Pelo menos 37 pessoas morreram e 54 ficaram feridas hoje em ataques coordenados perto do prédio de um conselho distrital ao norte de Bagdá, informaram a polícia iraquiana e um médico de um hospital.

AE, Agência Estado

05 de julho de 2011 | 14h48

A dupla explosão ocorreu em Taji, uma cidade sunita localizada 20 quilômetros ao norte da capital do país. Os agressores primeiro detonaram um carro-bomba, por volta do meio-dia (horário local), no estacionamento do prédio do conselho administrativo local, segundo a polícia.
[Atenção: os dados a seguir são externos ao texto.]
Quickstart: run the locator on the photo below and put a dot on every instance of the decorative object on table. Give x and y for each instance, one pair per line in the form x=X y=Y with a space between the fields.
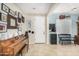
x=19 y=17
x=3 y=17
x=11 y=22
x=23 y=19
x=29 y=23
x=16 y=14
x=67 y=16
x=52 y=27
x=4 y=8
x=19 y=27
x=62 y=17
x=29 y=31
x=11 y=12
x=3 y=27
x=32 y=32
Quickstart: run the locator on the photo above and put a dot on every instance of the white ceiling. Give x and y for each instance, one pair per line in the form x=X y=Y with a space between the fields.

Quando civis e as forças de segurança foram ao local para ajudar as vítimas, uma segunda bomba foi detonada.

Um médico do Hospital Kazimiyah, nas proximidades de Bagdá, confirmou o número de vítimas. Ele pediu anonimato, pois não tinha autorização para falar com a imprensa. Já um porta-voz do comando das operações militares do Iraque, o general Qassim al-Moussawi, citou 27 mortes e 50 feridos. Os relatos conflitantes sobre o número de vítimas são comuns logo após grandes atentados no Iraque.

O vice-presidente iraquiano, o sunita Tariq al-Hashemi, exigiu que o primeiro-ministro xiita Nouri al-Maliki nomeie rapidamente ministros para a Defesa e o Interior, a fim de ajudar a controlar o crescente caos entre as forças de segurança. Os dois cargos estão vagos há mais de seis meses, enquanto funcionários do governo lutam para indicar seus nomes. "O sistema de segurança precisa ser solucionado o mais rápido possível", disse al-Hashemi.
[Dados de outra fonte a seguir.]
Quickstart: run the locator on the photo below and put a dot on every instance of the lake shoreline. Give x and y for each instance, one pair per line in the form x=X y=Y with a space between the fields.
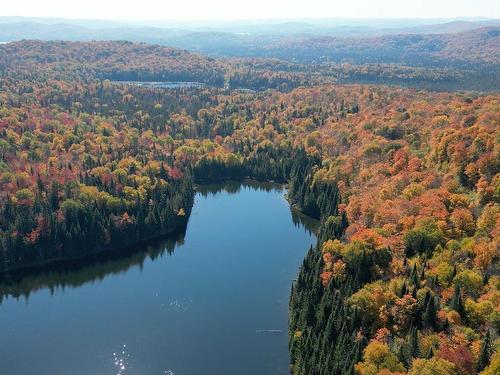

O presidente do Parlamento, Osama al-Nujaifi, também sunita, criticou as forças de segurança, dizendo que elas não estão fazendo o suficiente para evitar esses ataques. A violência no Iraque está menos intensa agora que durante a disputa sectária entre xiitas e sunitas, em 2006 e 2007, porém os militantes passaram novamente a realizar ataques. Isso gera um temor em torno do que ocorrerá quando os 47 mil soldados dos Estados Unidos que ainda estão no país se retirarem.
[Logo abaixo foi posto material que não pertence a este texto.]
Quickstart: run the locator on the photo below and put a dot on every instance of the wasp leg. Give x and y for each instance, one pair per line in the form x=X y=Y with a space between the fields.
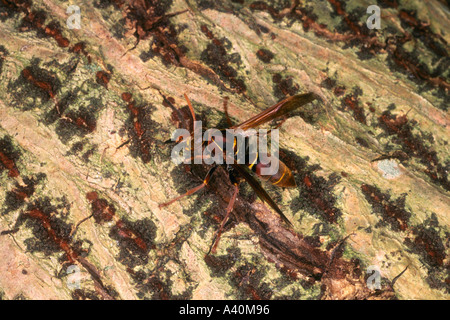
x=230 y=206
x=193 y=190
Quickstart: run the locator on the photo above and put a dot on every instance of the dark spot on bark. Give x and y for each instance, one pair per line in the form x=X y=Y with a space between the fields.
x=264 y=55
x=9 y=155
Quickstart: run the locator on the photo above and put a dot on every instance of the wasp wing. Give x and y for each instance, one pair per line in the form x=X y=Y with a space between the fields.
x=280 y=109
x=262 y=194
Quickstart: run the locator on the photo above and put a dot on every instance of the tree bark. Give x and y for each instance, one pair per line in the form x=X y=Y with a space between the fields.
x=85 y=114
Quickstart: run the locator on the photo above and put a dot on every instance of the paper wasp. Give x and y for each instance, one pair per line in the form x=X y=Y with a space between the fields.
x=238 y=171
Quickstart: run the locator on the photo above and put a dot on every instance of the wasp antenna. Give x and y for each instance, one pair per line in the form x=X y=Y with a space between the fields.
x=190 y=106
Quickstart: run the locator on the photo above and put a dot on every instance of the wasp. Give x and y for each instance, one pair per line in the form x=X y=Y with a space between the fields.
x=253 y=167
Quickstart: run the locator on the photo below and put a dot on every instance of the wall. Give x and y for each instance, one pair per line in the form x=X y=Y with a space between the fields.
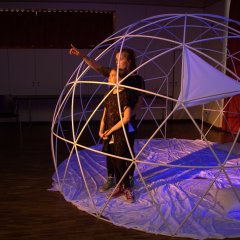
x=45 y=72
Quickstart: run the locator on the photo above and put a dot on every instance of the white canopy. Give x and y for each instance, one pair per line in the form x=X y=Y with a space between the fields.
x=202 y=83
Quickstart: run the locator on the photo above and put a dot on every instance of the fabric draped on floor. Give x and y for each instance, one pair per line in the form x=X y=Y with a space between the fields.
x=184 y=193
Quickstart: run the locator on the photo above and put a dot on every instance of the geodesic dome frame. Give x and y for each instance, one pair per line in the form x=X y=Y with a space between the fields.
x=172 y=48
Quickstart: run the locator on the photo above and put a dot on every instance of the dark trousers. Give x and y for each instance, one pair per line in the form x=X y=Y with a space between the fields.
x=109 y=160
x=117 y=167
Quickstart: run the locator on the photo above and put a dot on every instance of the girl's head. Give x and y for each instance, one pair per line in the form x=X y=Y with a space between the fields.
x=112 y=76
x=126 y=60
O ataque de hoje tem as características de ações da Al-Qaeda. Atentados similares foram realizados pelo grupo insurgente nos últimos meses. Em 23 de junho, bombas em bairros xiitas de Bagdá mataram pelo menos 40 pessoas.

Funcionários iraquianos debatem a ampliação de um novo acordo com os EUA, para que as tropas fiquem mais tempo, enquanto as forças locais lutam para garantir a segurança. O governo iraquiano ainda precisaria pedir às forças dos EUA que permaneçam, caso queiram. Pelo cronograma atual, a retirada das forças norte-americanas deve ocorrer totalmente até o final do ano, no âmbito de um acordo fechado em 2008. As informações são da Dow Jones e da Associated Press.